0x5762c <+0x01e4> 00 50 92 e5 ldr r5, [r2]
0x57630 <+0x01e8> ff 30 01 e2 and r3, r1, #255 ; 0xff
0x57634 <+0x01ec> 05 e0 e0 e1 mvn lr, r5
0x57638 <+0x01f0> ff 20 0e e2 and r2, lr, #255 ; 0xff
0x5763c <+0x01f4> 83 02 6e e1 smulbb lr, r3, r2
0x57640 <+0x01f8> 2e 24 85 e0 add r2, r5, lr, lsr #8
0x57644 <+0x01fc> ff e0 02 e2 and lr, r2, #255 ; 0xff
0x57648 <+0x0200> 8e 90 93 e7 ldr r9, [r3, lr, lsl #1]

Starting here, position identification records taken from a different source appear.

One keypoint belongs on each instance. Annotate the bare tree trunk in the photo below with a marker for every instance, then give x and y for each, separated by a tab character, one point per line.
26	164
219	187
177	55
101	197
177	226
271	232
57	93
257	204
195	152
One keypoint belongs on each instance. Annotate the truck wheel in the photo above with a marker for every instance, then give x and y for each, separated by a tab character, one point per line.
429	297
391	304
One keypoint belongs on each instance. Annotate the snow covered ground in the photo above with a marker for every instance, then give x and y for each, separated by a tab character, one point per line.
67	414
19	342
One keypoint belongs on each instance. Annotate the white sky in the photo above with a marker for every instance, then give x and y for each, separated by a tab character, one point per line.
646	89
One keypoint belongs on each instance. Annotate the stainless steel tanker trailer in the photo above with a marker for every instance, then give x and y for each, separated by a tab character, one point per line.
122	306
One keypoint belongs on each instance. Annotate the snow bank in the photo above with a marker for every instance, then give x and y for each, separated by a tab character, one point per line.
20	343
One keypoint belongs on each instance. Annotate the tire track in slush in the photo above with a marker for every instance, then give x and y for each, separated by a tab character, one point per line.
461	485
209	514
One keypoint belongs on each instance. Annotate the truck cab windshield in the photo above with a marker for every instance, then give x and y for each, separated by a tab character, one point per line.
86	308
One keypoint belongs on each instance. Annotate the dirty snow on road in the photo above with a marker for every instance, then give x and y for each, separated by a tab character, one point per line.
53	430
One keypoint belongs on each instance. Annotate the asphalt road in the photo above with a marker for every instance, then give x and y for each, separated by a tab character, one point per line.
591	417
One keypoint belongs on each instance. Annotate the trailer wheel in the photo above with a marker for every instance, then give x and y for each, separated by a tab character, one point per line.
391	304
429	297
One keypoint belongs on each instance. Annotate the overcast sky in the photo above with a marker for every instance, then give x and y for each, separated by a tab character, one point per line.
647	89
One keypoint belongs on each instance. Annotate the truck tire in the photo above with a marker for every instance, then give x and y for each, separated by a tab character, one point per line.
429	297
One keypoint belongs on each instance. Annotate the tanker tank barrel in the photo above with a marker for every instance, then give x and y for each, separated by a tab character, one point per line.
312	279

The code compiles correctly if I mark dstptr and table as output constraints, like this:
:[t1]"+r"(src), "=m"(*dst),[dstptr]"+r"(dst), [table]"+r"(table_copy),
[t2]"=r"(t2), [t3]"=r"(t3), [t4]"=r"(t4), [t5]"=r"(t5), [t6]"=r"(t6), [t7]"=r"(t7), [t8]"=r"(t8)
:"m"(*dst)
:);
Should this really be needed? Is the compiler free to alias input and output parameters?
The code compiled correctly with gcc 7, but fails with gcc 9.